All in all, SecureSend is a net positive in my book. Despite some inherent issues when working with automatic encryption and providing accessibility to all recipients (rather than just those with your manual PGP encryption key), SecureSend adds some security to the email workflow.
Putting the secure portal into the browser ensures anyone can access your securely sent email and can download any attachments you’ve included with the email. And SecureSend’s other features — like the ability to revoke access to sensitive emails — are bits of sprinkles on the cake.

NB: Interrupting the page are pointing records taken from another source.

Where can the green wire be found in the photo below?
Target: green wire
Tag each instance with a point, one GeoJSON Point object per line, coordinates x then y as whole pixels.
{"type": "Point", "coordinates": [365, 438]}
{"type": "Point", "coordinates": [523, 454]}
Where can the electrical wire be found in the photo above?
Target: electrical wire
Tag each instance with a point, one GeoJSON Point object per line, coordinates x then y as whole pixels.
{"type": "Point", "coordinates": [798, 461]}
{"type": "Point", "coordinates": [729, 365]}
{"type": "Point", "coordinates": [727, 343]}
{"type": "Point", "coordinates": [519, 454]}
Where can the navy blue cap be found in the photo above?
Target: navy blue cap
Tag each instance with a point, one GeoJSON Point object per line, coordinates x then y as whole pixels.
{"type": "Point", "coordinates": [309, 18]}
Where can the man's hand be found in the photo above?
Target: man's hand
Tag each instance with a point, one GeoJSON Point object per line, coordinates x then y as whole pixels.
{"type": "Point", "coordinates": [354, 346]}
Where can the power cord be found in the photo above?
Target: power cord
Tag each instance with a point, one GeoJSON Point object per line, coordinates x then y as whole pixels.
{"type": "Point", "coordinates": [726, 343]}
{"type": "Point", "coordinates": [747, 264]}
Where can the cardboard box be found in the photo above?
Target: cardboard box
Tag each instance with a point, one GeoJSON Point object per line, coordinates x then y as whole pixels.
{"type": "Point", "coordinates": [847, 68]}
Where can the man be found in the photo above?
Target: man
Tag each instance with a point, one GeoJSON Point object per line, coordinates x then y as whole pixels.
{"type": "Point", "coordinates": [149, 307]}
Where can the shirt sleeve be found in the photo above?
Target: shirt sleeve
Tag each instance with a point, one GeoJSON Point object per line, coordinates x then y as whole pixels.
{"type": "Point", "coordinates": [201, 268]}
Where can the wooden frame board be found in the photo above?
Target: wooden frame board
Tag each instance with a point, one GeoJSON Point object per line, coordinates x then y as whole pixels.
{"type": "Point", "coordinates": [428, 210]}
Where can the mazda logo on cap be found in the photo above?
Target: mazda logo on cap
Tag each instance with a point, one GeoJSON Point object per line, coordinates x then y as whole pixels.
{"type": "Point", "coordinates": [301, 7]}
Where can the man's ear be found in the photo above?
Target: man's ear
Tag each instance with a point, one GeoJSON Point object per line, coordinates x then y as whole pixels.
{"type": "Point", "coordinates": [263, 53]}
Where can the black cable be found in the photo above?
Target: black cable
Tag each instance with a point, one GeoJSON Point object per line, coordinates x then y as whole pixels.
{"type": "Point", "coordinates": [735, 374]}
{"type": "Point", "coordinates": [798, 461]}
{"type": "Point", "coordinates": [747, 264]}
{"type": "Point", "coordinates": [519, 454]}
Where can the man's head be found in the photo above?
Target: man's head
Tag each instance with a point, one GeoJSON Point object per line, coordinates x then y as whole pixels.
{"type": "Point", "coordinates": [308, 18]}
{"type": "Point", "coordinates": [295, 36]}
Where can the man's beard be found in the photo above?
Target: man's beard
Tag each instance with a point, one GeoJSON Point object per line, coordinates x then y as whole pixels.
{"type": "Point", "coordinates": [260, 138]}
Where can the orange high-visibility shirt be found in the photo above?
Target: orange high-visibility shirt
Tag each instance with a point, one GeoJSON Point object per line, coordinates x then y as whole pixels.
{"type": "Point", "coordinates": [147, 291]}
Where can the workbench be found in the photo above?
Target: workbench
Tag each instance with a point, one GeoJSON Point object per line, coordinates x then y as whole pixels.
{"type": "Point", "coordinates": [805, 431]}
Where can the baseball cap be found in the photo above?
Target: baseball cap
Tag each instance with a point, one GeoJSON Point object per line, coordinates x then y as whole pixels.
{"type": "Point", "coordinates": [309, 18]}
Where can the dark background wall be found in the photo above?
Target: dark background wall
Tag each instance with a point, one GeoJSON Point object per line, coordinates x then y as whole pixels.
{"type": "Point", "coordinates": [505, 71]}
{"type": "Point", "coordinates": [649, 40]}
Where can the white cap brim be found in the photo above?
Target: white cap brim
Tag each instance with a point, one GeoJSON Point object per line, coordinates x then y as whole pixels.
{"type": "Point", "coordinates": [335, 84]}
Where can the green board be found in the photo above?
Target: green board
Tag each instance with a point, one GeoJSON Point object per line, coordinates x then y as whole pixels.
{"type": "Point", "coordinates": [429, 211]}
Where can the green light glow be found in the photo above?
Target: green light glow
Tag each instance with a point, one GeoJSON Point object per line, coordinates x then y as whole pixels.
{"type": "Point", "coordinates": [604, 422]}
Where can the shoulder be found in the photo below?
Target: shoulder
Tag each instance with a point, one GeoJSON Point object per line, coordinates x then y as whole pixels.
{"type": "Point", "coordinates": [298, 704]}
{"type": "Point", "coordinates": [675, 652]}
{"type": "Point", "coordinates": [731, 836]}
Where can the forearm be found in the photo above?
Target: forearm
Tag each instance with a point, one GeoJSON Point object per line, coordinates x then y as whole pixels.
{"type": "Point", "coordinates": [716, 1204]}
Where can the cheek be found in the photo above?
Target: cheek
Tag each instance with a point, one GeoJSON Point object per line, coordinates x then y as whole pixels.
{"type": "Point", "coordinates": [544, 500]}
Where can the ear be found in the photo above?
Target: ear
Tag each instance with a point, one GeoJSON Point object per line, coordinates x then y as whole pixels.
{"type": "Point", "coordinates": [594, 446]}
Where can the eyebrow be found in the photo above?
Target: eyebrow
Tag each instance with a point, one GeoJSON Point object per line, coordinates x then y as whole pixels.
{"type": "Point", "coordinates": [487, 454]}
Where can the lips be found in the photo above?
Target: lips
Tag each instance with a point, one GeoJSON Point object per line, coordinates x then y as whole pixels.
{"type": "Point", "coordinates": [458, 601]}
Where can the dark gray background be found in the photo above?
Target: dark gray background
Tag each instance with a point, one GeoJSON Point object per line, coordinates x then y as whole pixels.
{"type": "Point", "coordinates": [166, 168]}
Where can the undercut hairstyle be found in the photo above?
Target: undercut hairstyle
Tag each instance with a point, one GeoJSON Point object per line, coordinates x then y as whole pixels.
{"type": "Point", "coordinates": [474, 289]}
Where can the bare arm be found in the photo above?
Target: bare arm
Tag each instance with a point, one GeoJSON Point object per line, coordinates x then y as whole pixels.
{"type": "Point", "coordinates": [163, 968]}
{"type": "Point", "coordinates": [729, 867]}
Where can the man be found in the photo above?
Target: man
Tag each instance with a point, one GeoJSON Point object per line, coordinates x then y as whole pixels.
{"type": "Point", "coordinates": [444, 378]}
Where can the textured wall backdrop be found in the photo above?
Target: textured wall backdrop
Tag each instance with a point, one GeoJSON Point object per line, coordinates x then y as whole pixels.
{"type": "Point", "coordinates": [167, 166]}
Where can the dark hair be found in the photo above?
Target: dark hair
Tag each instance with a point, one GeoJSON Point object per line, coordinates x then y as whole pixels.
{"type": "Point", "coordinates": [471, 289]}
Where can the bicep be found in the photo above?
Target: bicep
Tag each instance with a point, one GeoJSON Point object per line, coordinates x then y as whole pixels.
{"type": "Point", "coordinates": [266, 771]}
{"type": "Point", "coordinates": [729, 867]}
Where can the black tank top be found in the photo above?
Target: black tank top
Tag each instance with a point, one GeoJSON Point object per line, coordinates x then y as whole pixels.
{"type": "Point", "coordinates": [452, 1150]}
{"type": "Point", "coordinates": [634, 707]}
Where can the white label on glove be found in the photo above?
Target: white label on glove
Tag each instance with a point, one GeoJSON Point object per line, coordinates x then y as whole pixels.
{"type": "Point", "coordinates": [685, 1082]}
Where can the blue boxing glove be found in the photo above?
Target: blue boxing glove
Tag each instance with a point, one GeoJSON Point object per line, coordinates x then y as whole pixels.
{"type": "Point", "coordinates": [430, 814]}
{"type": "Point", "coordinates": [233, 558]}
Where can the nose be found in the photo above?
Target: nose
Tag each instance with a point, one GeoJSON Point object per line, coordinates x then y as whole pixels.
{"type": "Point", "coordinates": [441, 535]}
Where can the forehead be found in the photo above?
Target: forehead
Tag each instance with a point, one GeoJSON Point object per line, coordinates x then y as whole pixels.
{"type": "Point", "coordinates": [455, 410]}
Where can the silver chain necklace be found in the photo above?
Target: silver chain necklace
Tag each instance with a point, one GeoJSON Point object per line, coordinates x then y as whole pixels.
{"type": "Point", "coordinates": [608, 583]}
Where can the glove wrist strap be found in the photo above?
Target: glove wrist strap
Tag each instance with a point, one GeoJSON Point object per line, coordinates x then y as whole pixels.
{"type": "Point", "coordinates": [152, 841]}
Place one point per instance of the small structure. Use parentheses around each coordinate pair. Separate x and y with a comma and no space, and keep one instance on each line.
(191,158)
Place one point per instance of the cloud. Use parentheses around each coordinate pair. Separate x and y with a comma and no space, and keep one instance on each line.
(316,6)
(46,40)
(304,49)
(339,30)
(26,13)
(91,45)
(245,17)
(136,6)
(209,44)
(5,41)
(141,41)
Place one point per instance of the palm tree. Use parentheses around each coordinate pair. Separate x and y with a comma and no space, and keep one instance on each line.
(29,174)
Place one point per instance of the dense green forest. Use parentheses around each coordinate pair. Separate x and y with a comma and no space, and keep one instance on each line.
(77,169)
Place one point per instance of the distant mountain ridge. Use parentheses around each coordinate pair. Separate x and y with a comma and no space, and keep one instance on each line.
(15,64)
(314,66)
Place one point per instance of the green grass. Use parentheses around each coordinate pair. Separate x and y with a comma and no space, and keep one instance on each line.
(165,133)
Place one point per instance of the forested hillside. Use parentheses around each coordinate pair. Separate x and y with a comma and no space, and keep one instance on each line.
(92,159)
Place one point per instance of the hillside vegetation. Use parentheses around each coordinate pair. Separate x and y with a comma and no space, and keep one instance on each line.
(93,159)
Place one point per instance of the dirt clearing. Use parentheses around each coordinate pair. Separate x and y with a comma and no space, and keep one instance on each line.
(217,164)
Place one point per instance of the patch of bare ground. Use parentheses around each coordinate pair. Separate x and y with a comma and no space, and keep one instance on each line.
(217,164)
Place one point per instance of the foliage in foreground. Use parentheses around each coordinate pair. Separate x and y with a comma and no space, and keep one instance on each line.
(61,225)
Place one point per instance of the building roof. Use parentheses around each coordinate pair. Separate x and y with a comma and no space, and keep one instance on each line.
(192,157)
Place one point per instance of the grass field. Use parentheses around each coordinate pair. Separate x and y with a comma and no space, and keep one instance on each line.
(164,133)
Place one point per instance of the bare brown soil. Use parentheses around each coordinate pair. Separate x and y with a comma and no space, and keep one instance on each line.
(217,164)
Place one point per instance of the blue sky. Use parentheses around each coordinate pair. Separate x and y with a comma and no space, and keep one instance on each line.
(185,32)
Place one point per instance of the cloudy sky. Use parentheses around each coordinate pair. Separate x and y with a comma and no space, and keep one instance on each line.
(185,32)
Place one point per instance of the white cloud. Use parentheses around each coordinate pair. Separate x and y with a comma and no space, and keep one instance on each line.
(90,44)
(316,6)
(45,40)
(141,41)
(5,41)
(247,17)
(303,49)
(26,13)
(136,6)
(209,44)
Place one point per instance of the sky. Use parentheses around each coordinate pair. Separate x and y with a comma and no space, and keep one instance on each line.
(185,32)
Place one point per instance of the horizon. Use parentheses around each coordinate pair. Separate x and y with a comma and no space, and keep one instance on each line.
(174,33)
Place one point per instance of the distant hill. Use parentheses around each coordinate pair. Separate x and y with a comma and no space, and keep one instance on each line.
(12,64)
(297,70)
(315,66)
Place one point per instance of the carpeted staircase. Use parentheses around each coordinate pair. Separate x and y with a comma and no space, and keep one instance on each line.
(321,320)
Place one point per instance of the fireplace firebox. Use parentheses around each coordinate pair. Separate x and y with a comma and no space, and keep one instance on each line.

There are of course a range of other features inside Canary that make it an excellent email client. I especially like the ease of determining if your emails have been read by your recipients. I also love the fourth panel on the far right side of Canary for Mac, which shows various details about your recipient and any prior files they’ve shared with you.
Canary is available on iPhone, iPad, and the Mac. You can purchase Canary for iPhone and iPad for $20 and you can purchase Canary for Mac for $20 each after a 30-day trial.